The class NgramTagger extends ContextTagger by specifying that the context to be used contains the n previous tags in the sentence and the word to be tagged.

class NgramTagger(ContextTagger, yaml.YAMLObject):
    A tagger that chooses a token's tag based on its word string and
    on the preceeding I{n} word's tags.  In particular, a tuple
    C{(tags[i-n:i-1], words[i])} is looked up in a table, and the
    corresponding tag is returned.  N-gram taggers are typically
    trained on a tagged corpus.
    def __init__(self, n, train=None, model=None,
                 backoff=None, cutoff=0, verbose=False):
        self._n = n
        ContextTagger.__init__(self, model, backoff)
        if train:
            self._train(train, cutoff, verbose)

    def context(self, tokens, index, history):
        tag_context = tuple(history[max(0,index-self._n+1):index])
        return (tag_context, tokens[index])

How much does such a simple model of context help?

Let us try it with our best backoff tagger so far (ut3 is the unigram tagger backed off by the affix tagger backed off by the regexp tagger backed off by the NN tagger):

In [39]:
# Where we stand before looking at the context
In [40]:
from nltk import NgramTagger

ct2 = NgramTagger(2, brown_train, backoff=ut3)
In [41]:
ct3 = NgramTagger(3, brown_train, backoff=ut3)

We find on our dataset that looking at a context of 2 tags in the past improves the accuracy from 94.6% to 95.4% -- this is 18% error reduction.

If we try to use a larger context of 3 tags, we get less improvement (from 94.6% to 95.2%).

The main problem we face is that of data sparseness: there are not enough samples of each context for the context to help. We will return to this issue in the next lectures.


This chapter introduced tools to tag parts of speech in free text.

Parts of speech are classes of words that can be characterized by criteria of different type:

  • Syntactic: 2 words of the same class can substitute each other in a sentence and leave the sentence syntactically acceptable
  • Morphological: words of the same class are inflected in similar manner
  • Semantic: words of the same class denote entities of similar semantic types (object, action, property, relation)

Tagsets of various granularity can be considered. We mentioned the standard Brown corpus tagset (about 60 tags for the complete tagset) and the reduced universal tagset (17 tags).

The key point of the approach we investigated is that it is data-driven: we attempt to solve the task by:

  • Obtain sample data annotated manually: we used the Brown corpus
  • Define a success metric: we used the definition of accuracy
  • Measure the adequacy of a method by measuring its success
  • Measure the complexity of the problem by using the notion of perplexity

The computational methods we developed are characterized by:

  • We first define possible knowledge sources that can help us solve the task. Specifically, we investigated

    • dictionary,
    • morphological
    • context as possible sources.
  • We developed computational models that represent each of these knowledge sources in simple data structures (hashtables, frequency distributions, conditional frequency distributions).

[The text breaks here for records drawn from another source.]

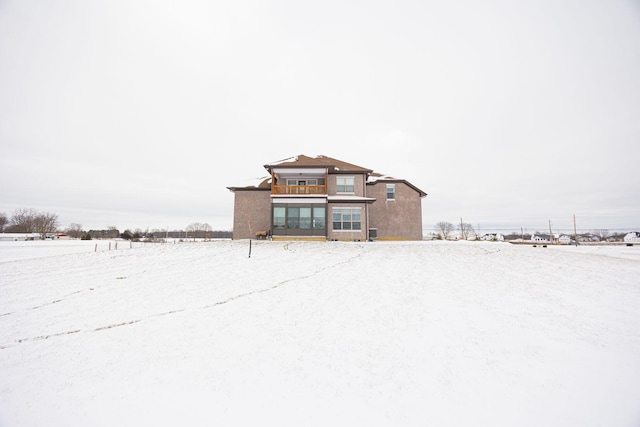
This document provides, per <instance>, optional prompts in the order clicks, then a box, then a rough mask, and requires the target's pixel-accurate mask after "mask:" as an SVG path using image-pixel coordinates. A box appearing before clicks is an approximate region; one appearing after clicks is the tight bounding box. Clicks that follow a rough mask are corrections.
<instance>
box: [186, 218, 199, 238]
mask: <svg viewBox="0 0 640 427" xmlns="http://www.w3.org/2000/svg"><path fill="white" fill-rule="evenodd" d="M200 230H202V224H200V223H199V222H193V223H191V224H189V225H187V228H186V229H185V231H186V232H187V233H186V235H185V238H188V237H189V233H191V237H193V241H194V242H195V241H196V237H197V236H198V232H199V231H200Z"/></svg>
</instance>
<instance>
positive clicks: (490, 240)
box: [480, 233, 504, 242]
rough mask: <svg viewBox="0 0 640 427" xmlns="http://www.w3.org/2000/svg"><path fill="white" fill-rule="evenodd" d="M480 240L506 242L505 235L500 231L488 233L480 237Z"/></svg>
mask: <svg viewBox="0 0 640 427" xmlns="http://www.w3.org/2000/svg"><path fill="white" fill-rule="evenodd" d="M480 240H484V241H488V242H504V236H503V235H502V234H500V233H487V234H483V235H482V236H481V237H480Z"/></svg>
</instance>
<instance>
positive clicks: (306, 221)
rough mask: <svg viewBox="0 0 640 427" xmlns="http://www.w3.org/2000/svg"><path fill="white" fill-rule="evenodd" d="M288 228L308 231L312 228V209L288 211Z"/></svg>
mask: <svg viewBox="0 0 640 427" xmlns="http://www.w3.org/2000/svg"><path fill="white" fill-rule="evenodd" d="M287 228H297V229H301V230H307V229H309V228H311V208H289V209H287Z"/></svg>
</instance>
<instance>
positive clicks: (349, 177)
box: [336, 176, 356, 193]
mask: <svg viewBox="0 0 640 427" xmlns="http://www.w3.org/2000/svg"><path fill="white" fill-rule="evenodd" d="M355 180H356V179H355V178H354V177H352V176H339V177H336V193H354V192H355V188H356V186H355Z"/></svg>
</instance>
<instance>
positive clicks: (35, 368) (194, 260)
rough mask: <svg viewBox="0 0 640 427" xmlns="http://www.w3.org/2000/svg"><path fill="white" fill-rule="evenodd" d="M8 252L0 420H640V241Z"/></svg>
mask: <svg viewBox="0 0 640 427" xmlns="http://www.w3.org/2000/svg"><path fill="white" fill-rule="evenodd" d="M11 243H13V242H7V243H3V244H2V245H0V426H3V427H6V426H114V425H118V426H158V425H172V426H173V425H188V426H193V425H202V426H204V425H206V426H210V425H224V426H228V425H280V426H282V425H285V426H288V425H296V426H308V425H318V426H327V425H348V426H360V425H362V426H372V425H374V426H375V425H386V426H424V425H430V426H461V425H465V426H467V425H474V426H563V427H566V426H576V427H577V426H580V427H583V426H617V427H620V426H629V427H632V426H638V425H640V247H632V248H628V247H608V248H604V249H601V248H600V247H599V248H596V249H593V248H582V247H578V248H575V247H563V248H556V247H549V248H541V247H538V248H533V247H531V246H513V245H510V244H507V243H490V242H487V243H482V242H469V243H467V242H411V243H409V242H397V243H383V242H375V243H335V242H323V243H312V242H297V243H285V242H268V241H267V242H262V241H261V242H253V252H252V256H251V258H248V257H247V255H248V242H238V241H234V242H232V241H216V242H209V243H181V244H157V245H146V246H141V247H134V248H132V249H129V248H128V247H125V248H124V249H120V250H118V251H107V250H99V251H98V252H93V251H92V246H85V247H82V248H80V247H79V246H78V247H73V250H72V249H69V248H70V247H71V246H67V249H66V250H62V249H60V248H61V246H59V247H58V248H59V249H60V251H59V252H56V251H55V250H54V249H46V250H45V249H43V248H41V247H39V246H32V247H31V248H32V251H31V253H30V251H29V250H27V249H24V246H15V245H14V246H12V245H11ZM26 243H34V242H26ZM58 243H63V242H50V245H52V244H58ZM64 243H67V242H64ZM94 244H95V242H94ZM20 248H22V249H20ZM75 249H78V251H75ZM16 251H17V252H20V253H16ZM56 253H57V254H60V255H56Z"/></svg>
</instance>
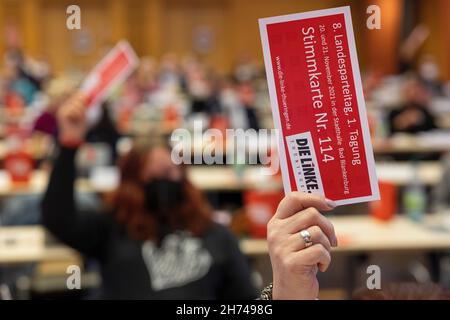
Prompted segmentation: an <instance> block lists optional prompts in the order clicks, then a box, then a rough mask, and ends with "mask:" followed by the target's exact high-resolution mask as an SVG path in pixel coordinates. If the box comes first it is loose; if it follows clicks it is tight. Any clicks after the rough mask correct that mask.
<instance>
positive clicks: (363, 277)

  • We tested simple machine learning methods: data is acquired by inspecting a training dataset, then evaluated by testing on a test dataset.
  • We investigated one method to combine several systems into a combined system: backoff models.

This methodology will be further developed in the next chapters, as we will address more complex tasks (parsing, summarization) and use more sophisticated machine learning methods.

The task of Parts of Speech tagging is very well studied in English. The most efficient systems obtain accuracy rates of over 98% even on fine granularity tagsets - which is equivalent to the rate of success human beings obtain and the best agreement among human taggers generally obtained. The best systems use better machine learning algorithms (HMM, SVM) and treat unknown words (words not seen in training data) with more sophistication than what we have observed here.